Their accounts all share striking similarities, most notably the ongoing harassment they say their families face from Iranian authorities via fake social media accounts, late-night phone calls, and local informants whom they believe monitor them for the IRGC intelligence service.

Amin Sabeti is an Iranian cyber security expert who has spent years studying hacking groups with ties to the Islamic Republic, including the IRGC-affiliated ‘Charming Kitten’ group, which was recently sanctioned by the US government for “malicious cyber-enabled activities, including ransomware and cyber-espionage.”

According to Sabeti, who is based in the UK, state-sponsored hackers have a tried and tested method in place to “dox protesters” once they’ve infiltrated their online groups using fake accounts, which involves “sharing photos of them on Twitter, Instagram or Telegram and asking others to share information about them,” while pretending to be concerned for their safety.

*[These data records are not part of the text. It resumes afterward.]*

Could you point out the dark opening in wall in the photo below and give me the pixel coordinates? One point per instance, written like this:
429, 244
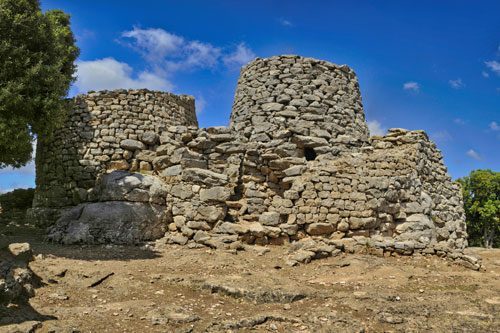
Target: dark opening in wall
309, 154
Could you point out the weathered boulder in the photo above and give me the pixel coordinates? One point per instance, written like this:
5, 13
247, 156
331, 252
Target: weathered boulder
117, 222
17, 281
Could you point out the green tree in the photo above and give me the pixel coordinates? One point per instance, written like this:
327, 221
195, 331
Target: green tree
37, 55
481, 193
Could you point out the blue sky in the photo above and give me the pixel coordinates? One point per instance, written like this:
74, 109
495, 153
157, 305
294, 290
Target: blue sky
432, 65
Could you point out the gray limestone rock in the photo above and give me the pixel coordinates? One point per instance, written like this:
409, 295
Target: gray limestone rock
132, 144
116, 222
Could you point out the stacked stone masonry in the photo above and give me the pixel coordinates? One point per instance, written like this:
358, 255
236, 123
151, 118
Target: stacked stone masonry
296, 163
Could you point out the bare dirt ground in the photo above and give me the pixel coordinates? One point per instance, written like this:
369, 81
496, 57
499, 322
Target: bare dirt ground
176, 289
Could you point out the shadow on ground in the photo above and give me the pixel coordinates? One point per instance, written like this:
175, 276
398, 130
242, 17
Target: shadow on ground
20, 313
36, 238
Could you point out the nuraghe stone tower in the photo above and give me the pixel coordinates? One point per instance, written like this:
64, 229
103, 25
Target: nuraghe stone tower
296, 162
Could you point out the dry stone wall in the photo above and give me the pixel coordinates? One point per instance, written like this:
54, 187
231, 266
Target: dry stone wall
105, 130
302, 101
296, 165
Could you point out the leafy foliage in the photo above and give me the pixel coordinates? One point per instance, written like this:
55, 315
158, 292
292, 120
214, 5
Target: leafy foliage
37, 54
481, 193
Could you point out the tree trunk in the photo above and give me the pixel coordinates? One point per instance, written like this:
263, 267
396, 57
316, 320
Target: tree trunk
488, 237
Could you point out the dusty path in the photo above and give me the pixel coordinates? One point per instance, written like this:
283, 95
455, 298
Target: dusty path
175, 289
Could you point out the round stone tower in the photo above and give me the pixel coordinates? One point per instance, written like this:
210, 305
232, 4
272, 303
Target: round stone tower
312, 102
104, 130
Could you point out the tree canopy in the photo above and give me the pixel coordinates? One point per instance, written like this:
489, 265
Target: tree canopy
37, 55
481, 193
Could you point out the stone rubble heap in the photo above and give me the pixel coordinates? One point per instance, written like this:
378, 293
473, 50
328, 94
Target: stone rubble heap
17, 280
296, 163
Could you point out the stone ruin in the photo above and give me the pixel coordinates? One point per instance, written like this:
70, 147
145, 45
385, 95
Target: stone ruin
296, 165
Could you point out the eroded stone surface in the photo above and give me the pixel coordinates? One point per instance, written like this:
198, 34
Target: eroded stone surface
296, 161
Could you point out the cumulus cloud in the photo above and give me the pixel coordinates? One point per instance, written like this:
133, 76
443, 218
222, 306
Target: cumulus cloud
456, 84
412, 86
473, 154
494, 126
493, 66
168, 52
376, 128
284, 22
165, 54
239, 57
108, 73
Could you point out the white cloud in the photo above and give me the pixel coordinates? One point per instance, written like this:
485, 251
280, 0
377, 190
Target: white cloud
456, 84
241, 56
376, 128
494, 126
494, 66
167, 52
411, 86
108, 73
284, 22
473, 154
200, 104
154, 44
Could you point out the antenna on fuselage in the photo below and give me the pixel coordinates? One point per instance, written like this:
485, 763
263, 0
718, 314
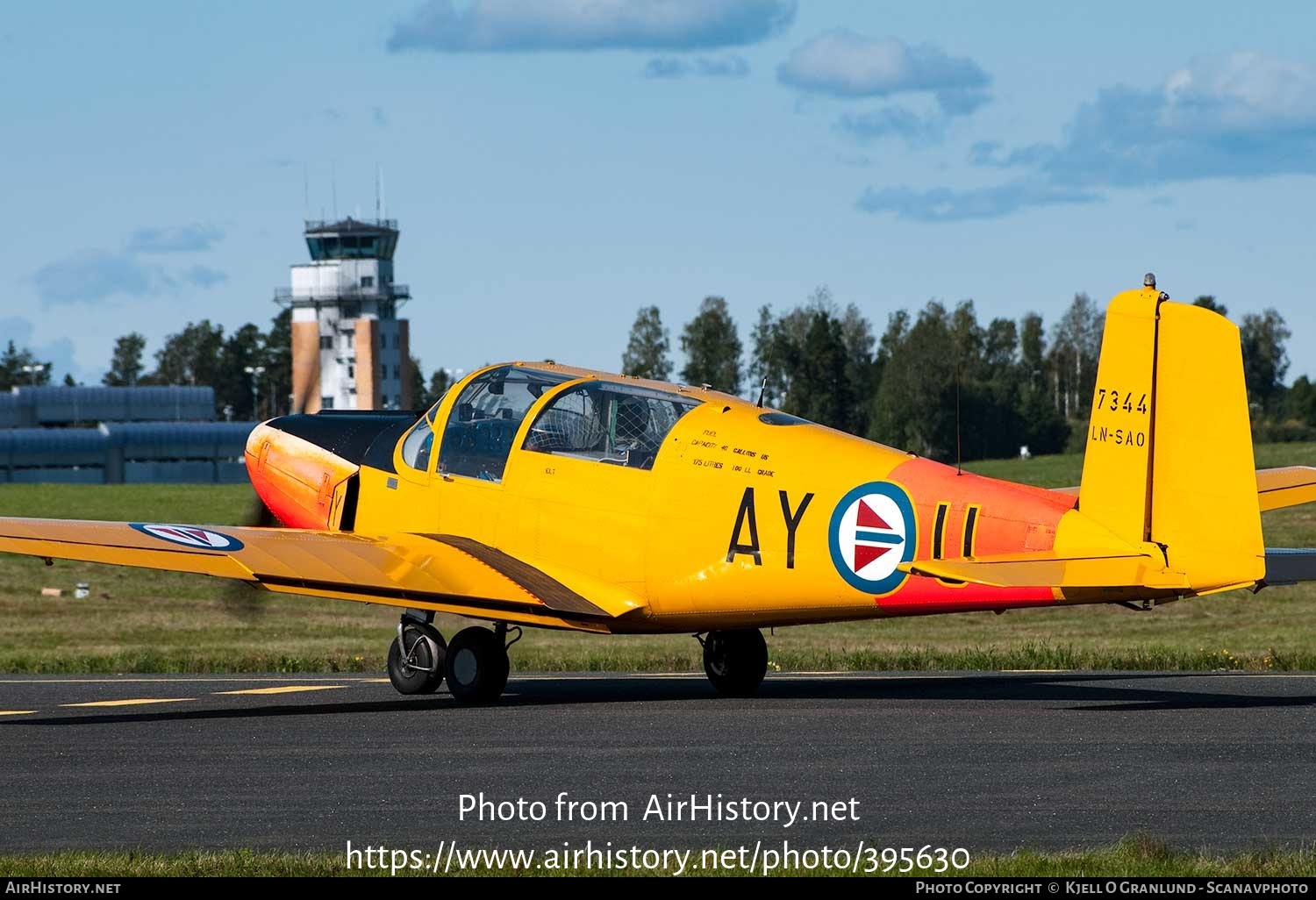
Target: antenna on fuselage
768, 370
960, 455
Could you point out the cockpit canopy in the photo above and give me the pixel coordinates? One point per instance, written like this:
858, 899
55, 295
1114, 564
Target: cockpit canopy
597, 420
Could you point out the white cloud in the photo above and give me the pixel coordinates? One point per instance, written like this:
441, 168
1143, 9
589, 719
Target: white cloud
850, 66
526, 25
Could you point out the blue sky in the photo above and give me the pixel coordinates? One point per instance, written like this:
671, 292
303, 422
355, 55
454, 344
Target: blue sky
558, 163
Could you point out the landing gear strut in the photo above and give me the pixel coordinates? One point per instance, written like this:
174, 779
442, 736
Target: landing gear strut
736, 661
476, 665
416, 655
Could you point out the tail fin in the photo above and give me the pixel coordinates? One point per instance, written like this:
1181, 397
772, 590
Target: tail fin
1169, 447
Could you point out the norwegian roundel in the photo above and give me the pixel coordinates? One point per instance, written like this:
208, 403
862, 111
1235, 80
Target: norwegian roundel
190, 536
873, 531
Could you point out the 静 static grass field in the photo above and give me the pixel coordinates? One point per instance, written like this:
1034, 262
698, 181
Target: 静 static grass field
145, 621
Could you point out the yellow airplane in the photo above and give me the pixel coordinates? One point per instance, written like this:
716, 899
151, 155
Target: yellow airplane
541, 495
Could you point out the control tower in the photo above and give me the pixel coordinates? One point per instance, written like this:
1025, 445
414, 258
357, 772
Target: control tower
349, 347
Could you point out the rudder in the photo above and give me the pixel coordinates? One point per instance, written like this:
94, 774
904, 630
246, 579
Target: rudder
1169, 447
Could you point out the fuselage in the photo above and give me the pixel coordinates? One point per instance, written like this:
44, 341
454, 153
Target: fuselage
713, 512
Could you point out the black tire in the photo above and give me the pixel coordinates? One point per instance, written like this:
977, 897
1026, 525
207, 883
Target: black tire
736, 661
416, 670
476, 666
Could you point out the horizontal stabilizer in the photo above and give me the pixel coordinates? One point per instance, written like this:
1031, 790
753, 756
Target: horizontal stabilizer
1061, 570
1286, 566
1286, 487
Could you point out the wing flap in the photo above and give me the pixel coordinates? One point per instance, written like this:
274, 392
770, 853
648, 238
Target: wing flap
1069, 570
420, 570
1286, 487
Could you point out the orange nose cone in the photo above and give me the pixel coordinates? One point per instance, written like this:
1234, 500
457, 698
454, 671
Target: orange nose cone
295, 478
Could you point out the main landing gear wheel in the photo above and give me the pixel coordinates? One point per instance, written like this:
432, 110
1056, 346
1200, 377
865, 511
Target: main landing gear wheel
476, 665
736, 661
416, 658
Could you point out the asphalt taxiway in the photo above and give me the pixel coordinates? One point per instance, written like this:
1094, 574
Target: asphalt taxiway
982, 761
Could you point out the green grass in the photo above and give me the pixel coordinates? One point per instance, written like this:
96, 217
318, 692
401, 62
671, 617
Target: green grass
1132, 857
160, 621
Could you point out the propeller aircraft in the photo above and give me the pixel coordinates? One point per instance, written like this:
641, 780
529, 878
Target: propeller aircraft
536, 495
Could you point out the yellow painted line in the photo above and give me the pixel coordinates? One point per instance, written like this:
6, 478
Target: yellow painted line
134, 702
286, 689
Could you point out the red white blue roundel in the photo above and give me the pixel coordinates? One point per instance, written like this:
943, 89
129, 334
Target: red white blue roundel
873, 531
190, 536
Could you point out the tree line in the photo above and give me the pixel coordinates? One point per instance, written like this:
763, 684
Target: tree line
204, 354
939, 382
936, 381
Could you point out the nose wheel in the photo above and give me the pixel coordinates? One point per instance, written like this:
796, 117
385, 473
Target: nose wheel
736, 661
416, 658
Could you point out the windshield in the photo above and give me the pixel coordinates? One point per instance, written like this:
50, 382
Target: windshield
607, 423
484, 418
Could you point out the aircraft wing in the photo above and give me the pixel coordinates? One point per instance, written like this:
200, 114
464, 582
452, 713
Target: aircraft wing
424, 571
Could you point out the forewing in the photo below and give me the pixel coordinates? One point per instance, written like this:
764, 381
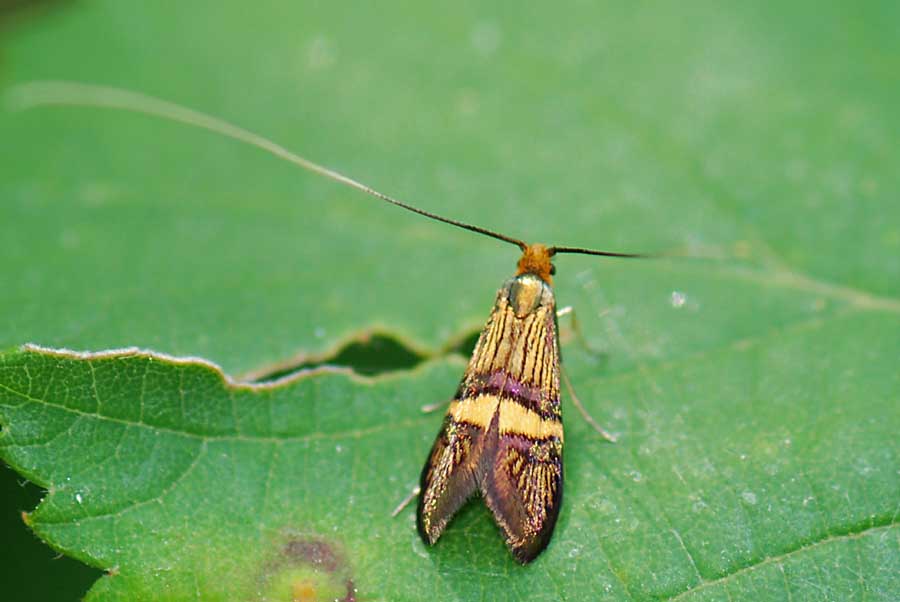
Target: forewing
449, 476
523, 481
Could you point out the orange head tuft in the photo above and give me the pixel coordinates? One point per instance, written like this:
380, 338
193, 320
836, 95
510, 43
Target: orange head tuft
536, 260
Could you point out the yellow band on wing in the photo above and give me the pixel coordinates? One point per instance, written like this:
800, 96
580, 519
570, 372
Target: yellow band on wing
519, 420
477, 411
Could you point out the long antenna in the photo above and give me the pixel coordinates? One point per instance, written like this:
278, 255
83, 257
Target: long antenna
46, 93
61, 93
558, 250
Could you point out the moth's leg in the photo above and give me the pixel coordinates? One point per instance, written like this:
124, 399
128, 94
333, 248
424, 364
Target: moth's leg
576, 329
412, 495
584, 413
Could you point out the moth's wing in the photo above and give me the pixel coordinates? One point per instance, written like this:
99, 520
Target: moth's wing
523, 482
524, 491
456, 462
449, 476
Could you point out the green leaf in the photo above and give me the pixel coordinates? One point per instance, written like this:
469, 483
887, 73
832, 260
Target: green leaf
755, 391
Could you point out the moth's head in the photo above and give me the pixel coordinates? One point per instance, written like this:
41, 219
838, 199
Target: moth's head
536, 260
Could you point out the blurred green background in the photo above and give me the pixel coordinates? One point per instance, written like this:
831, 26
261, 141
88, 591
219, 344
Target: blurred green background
762, 136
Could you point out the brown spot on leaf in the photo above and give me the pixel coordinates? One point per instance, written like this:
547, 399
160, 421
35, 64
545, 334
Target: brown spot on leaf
315, 553
308, 569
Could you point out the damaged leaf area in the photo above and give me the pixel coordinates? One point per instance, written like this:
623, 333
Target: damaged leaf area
182, 484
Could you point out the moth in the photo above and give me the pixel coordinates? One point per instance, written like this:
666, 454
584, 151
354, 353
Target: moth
502, 435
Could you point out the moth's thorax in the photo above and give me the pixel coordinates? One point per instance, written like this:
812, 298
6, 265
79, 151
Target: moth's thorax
526, 293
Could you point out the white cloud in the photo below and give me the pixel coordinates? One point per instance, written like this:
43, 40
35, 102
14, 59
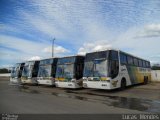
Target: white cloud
57, 50
91, 47
151, 30
35, 58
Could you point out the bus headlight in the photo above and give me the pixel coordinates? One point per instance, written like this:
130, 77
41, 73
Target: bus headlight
73, 80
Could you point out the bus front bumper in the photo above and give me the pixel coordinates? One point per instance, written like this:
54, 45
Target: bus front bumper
46, 82
67, 84
14, 81
98, 85
29, 81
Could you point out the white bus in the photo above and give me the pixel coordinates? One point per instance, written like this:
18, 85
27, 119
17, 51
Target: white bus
30, 72
69, 72
47, 71
16, 73
113, 69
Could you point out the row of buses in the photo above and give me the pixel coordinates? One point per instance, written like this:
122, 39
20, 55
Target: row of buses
109, 69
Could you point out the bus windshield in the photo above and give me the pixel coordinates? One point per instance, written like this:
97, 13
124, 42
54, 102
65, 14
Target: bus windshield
13, 72
44, 71
96, 68
65, 71
27, 71
16, 71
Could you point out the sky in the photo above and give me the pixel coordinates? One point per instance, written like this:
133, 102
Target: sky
27, 28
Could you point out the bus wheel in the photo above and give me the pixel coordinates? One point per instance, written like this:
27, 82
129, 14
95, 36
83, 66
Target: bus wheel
145, 80
123, 84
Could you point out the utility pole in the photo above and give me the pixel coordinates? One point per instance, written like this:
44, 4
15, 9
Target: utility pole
53, 47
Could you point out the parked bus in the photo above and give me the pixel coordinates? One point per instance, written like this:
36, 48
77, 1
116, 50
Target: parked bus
69, 72
112, 69
47, 71
16, 73
30, 72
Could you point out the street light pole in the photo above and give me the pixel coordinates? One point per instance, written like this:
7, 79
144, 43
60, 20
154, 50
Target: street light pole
53, 47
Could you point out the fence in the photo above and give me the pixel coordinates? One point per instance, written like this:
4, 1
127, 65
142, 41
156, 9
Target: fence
155, 75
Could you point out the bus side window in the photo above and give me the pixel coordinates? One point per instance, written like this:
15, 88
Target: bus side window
135, 60
130, 60
113, 64
123, 58
140, 63
79, 71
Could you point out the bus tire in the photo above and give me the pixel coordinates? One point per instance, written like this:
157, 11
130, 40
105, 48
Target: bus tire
123, 83
145, 80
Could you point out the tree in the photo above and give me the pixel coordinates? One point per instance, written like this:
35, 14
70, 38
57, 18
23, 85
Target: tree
4, 70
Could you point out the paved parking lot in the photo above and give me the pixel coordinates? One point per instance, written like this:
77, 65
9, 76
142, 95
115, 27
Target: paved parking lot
44, 99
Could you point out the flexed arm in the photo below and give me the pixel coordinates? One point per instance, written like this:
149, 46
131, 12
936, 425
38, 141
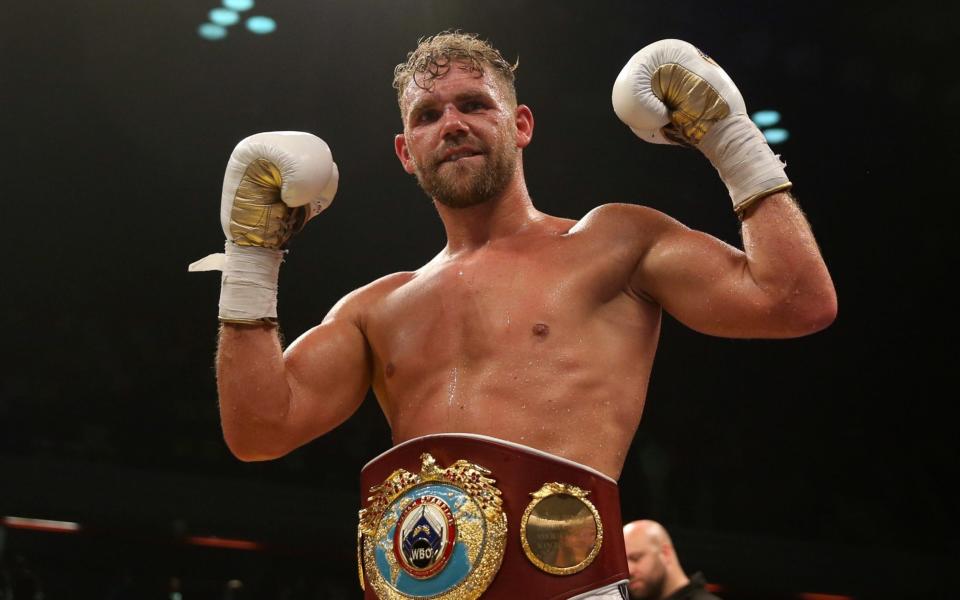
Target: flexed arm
271, 403
778, 285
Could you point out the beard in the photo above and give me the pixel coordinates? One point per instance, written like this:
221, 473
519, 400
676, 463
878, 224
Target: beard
459, 185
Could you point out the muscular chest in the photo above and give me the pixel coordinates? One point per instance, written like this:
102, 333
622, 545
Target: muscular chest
477, 308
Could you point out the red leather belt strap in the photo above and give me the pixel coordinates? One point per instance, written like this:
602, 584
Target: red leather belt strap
518, 471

“They used the same tactics in the November 2019 uprising,” Sabeti explained, which has led to more tech-savvy demonstrators identifying suspicious accounts and distributing warnings among their networks.

A history of torture

At Tehran’s Ebrat Museum – a repurposed former prison – dramatic displays on the atrocities carried out against Muslim clerics by Shah Mohammad Reza Pahlavi’s police during the revolution have long been used as a propaganda tool to celebrate the “freedoms” won in the Islamic Republic.

And yet, Iran’s Supreme Leader Ayatollah Ali Khamenei – who was himself imprisoned in the 1970s during Pahlavi’s reign – and his security apparatus, have a decades-long legacy of also using mass arrests and torture to control and silence political dissidents – the hypocrisy of which is not lost on protesters today.

The current movement – led and inspired by women – has united Iranians across generations, in what is shaping up to be the biggest threat the regime has faced to date. Notably, it has also survived weeks of rolling internet outages and violent crackdowns.

But as chants of “woman, life, freedom” continue – a rallying cry that’s come to encompass the daily violence and control Iranian women are rising up against – more than 1,000 people have been arrested, according to state news IRNA.


Looking ahead, analysts and exiled activists CNN spoke to are fearful that the authorities will ultimately employ whatever violent tactics they deem necessary to once again, regain some semblance of control.

Already, almost two dozen children – some as young as 11 – were killed by Iran’s security forces during demonstrations in September, according to Amnesty International, in a chilling reminder that no life will be spared. Meanwhile, Iran’s Education Minister Yousef Nouri confirmed last week that student protesters are now being detained in what he termed “psychological institutions,” run by the state.

None of the Iranians CNN spoke with were naive to the fact that their lives – and the lives of their families – are on the line as the uprising rages on, with most going to extreme lengths to protect their personal information online and avoid unnecessary risks while taking to the streets.

Arman still receives threatening phone calls and messages for his activism, but he says he won’t be deterred.

“They torture us, and they are lying to the world, to the international community … Iranians want freedom,” he said. “We don’t want dictatorship. We want to connect with the world.”